Aber auch außerhalb der MSM-Gruppe mehren sich Zeichen eines nachlassenden Schutzverhaltens. Dies bestätigt die seit 1987 jährlich durchgeführte Repräsentativerhebung "AIDS im Öffentlichen Bewusstsein" der BZgA. Pott berichtete, dass der aktuellen Befragung 2003 zufolge bei den unter 45-jährigen Alleinlebenden die Kondomnutzung vor allem in riskanten Situationen sinke.

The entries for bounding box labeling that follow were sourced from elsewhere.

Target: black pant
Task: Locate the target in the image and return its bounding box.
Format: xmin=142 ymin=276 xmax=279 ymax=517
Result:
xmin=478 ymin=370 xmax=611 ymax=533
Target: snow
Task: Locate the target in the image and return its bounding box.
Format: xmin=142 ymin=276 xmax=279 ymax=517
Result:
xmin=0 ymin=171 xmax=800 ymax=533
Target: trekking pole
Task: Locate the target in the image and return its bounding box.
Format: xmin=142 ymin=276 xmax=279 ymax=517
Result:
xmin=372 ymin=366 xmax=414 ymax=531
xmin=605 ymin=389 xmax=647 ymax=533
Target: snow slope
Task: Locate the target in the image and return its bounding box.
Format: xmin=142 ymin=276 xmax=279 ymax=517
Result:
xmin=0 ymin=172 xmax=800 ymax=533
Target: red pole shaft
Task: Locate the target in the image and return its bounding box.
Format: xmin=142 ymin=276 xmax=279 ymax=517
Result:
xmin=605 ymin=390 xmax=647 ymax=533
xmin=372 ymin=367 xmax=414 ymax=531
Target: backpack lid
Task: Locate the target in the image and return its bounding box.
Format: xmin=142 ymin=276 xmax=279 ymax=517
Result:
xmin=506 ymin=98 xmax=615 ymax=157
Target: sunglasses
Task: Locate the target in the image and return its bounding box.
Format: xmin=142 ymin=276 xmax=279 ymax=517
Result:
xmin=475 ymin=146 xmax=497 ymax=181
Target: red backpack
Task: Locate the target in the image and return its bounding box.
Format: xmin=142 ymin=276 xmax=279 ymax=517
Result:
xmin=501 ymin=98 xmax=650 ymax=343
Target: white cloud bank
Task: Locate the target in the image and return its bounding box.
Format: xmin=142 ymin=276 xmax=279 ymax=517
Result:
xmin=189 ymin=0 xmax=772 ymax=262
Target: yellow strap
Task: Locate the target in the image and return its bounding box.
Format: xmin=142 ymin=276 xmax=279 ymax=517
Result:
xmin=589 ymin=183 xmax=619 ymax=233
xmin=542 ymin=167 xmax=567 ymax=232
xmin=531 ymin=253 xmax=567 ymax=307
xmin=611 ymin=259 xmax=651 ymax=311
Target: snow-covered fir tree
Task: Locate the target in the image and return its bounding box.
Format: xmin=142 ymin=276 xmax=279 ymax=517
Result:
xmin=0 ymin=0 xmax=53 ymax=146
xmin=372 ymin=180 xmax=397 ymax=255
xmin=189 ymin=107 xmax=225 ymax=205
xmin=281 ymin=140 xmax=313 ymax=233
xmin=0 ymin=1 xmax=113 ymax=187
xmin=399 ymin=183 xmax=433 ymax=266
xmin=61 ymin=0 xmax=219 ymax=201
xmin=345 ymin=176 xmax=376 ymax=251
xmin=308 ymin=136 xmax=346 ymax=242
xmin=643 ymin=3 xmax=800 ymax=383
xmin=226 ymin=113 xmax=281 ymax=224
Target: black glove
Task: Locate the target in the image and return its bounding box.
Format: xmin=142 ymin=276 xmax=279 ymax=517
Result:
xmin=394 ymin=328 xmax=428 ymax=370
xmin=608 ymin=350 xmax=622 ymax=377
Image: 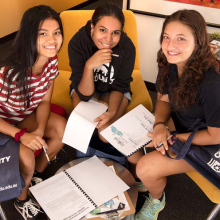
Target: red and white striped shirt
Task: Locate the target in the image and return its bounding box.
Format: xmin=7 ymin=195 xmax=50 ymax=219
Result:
xmin=0 ymin=56 xmax=59 ymax=124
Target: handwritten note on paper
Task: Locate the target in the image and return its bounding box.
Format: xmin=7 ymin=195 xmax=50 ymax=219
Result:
xmin=101 ymin=105 xmax=155 ymax=156
xmin=62 ymin=100 xmax=108 ymax=153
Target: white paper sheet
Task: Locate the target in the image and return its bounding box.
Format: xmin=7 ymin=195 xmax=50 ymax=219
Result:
xmin=62 ymin=100 xmax=108 ymax=153
xmin=29 ymin=156 xmax=129 ymax=220
xmin=67 ymin=156 xmax=129 ymax=206
xmin=30 ymin=172 xmax=94 ymax=220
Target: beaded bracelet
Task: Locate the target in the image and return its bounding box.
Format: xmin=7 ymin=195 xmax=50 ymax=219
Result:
xmin=14 ymin=128 xmax=27 ymax=141
xmin=170 ymin=131 xmax=178 ymax=144
xmin=153 ymin=121 xmax=165 ymax=129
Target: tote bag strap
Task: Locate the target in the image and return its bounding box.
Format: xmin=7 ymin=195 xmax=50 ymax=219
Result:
xmin=166 ymin=118 xmax=206 ymax=160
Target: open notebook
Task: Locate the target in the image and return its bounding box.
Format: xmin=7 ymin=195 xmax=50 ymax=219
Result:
xmin=101 ymin=104 xmax=155 ymax=157
xmin=29 ymin=156 xmax=129 ymax=220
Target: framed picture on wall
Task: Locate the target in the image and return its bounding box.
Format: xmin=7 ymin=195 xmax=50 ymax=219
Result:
xmin=127 ymin=0 xmax=220 ymax=28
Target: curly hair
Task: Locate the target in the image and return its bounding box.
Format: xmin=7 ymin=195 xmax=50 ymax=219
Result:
xmin=156 ymin=10 xmax=219 ymax=109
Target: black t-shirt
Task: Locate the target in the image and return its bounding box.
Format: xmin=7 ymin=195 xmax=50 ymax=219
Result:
xmin=68 ymin=21 xmax=135 ymax=101
xmin=165 ymin=64 xmax=220 ymax=133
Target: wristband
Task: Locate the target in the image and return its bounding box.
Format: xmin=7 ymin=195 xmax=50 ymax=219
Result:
xmin=14 ymin=128 xmax=27 ymax=141
xmin=153 ymin=121 xmax=165 ymax=129
xmin=170 ymin=131 xmax=178 ymax=144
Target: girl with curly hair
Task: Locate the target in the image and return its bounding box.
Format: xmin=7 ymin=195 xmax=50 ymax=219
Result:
xmin=135 ymin=10 xmax=220 ymax=220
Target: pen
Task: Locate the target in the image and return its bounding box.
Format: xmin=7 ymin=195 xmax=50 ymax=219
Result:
xmin=96 ymin=202 xmax=125 ymax=215
xmin=156 ymin=135 xmax=173 ymax=149
xmin=112 ymin=53 xmax=121 ymax=57
xmin=43 ymin=146 xmax=50 ymax=164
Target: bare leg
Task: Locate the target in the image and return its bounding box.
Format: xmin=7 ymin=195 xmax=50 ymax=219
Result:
xmin=18 ymin=144 xmax=35 ymax=200
xmin=136 ymin=151 xmax=194 ymax=199
xmin=18 ymin=112 xmax=66 ymax=172
xmin=72 ymin=91 xmax=82 ymax=109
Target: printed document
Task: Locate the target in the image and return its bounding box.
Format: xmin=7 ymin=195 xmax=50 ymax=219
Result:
xmin=29 ymin=156 xmax=129 ymax=220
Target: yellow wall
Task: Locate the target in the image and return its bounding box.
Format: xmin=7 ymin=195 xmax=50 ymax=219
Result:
xmin=0 ymin=0 xmax=87 ymax=38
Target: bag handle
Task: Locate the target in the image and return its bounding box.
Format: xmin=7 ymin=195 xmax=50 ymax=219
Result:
xmin=166 ymin=118 xmax=204 ymax=160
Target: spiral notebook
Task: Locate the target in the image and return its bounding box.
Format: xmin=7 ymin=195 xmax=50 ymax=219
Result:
xmin=29 ymin=156 xmax=129 ymax=220
xmin=101 ymin=104 xmax=155 ymax=157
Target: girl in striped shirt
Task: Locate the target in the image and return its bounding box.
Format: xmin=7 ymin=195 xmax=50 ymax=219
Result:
xmin=0 ymin=5 xmax=66 ymax=219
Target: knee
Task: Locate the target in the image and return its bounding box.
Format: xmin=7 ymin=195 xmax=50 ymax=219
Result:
xmin=52 ymin=116 xmax=67 ymax=140
xmin=19 ymin=147 xmax=35 ymax=177
xmin=136 ymin=155 xmax=157 ymax=181
xmin=98 ymin=133 xmax=108 ymax=144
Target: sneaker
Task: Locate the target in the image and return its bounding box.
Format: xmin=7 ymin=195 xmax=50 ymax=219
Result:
xmin=136 ymin=181 xmax=147 ymax=192
xmin=135 ymin=193 xmax=165 ymax=220
xmin=30 ymin=176 xmax=43 ymax=186
xmin=14 ymin=199 xmax=43 ymax=220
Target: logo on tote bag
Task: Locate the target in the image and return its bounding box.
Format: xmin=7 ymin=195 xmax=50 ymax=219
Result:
xmin=214 ymin=150 xmax=220 ymax=158
xmin=207 ymin=150 xmax=220 ymax=173
xmin=0 ymin=156 xmax=11 ymax=164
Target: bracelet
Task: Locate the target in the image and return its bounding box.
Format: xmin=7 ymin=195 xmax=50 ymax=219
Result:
xmin=14 ymin=128 xmax=27 ymax=141
xmin=170 ymin=131 xmax=178 ymax=144
xmin=153 ymin=121 xmax=165 ymax=129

2003 gaben nur noch 78 Prozent der Befragten mit mehreren Sexualpartnern an, Kondome zu benutzen, 2001 waren es noch 83 Prozent. Zu Beginn neuer Sexualbeziehungen verwenden lediglich noch 73 Prozent der Alleinlebenden unter 45 Jahren Kondome – 2000 waren es noch 78 Prozent. Bei Urlaubsbekanntschaften sank der Anteil jener, die immer Kondome benutzen auf 73 Prozent (2001: 79 Prozent).

Diese Veränderungen vollziehen sich vor dem Hintergrund eines immer noch sehr hohen Informationsstandes der Bevölkerung über AIDS und einer ausgeprägten Bereitschaft, sich bei Sexualkontakten mit Kondomen vor einer HIV-Infektion zu schützen. Die BZgA wird ihre nationale AIDS-Präventionskampagne auch in Zukunft fortsetzen, erklärte Pott.

Junge Erwachsene, die sich in riskante Situationen begeben, sollen nun verstärkt angesprochen werden. "Insbesondere das Internet ist noch kein ausgereiztes Medium", sagte Pott. Und gerade hier suchen homosexuelle Männer häufig Kontakte.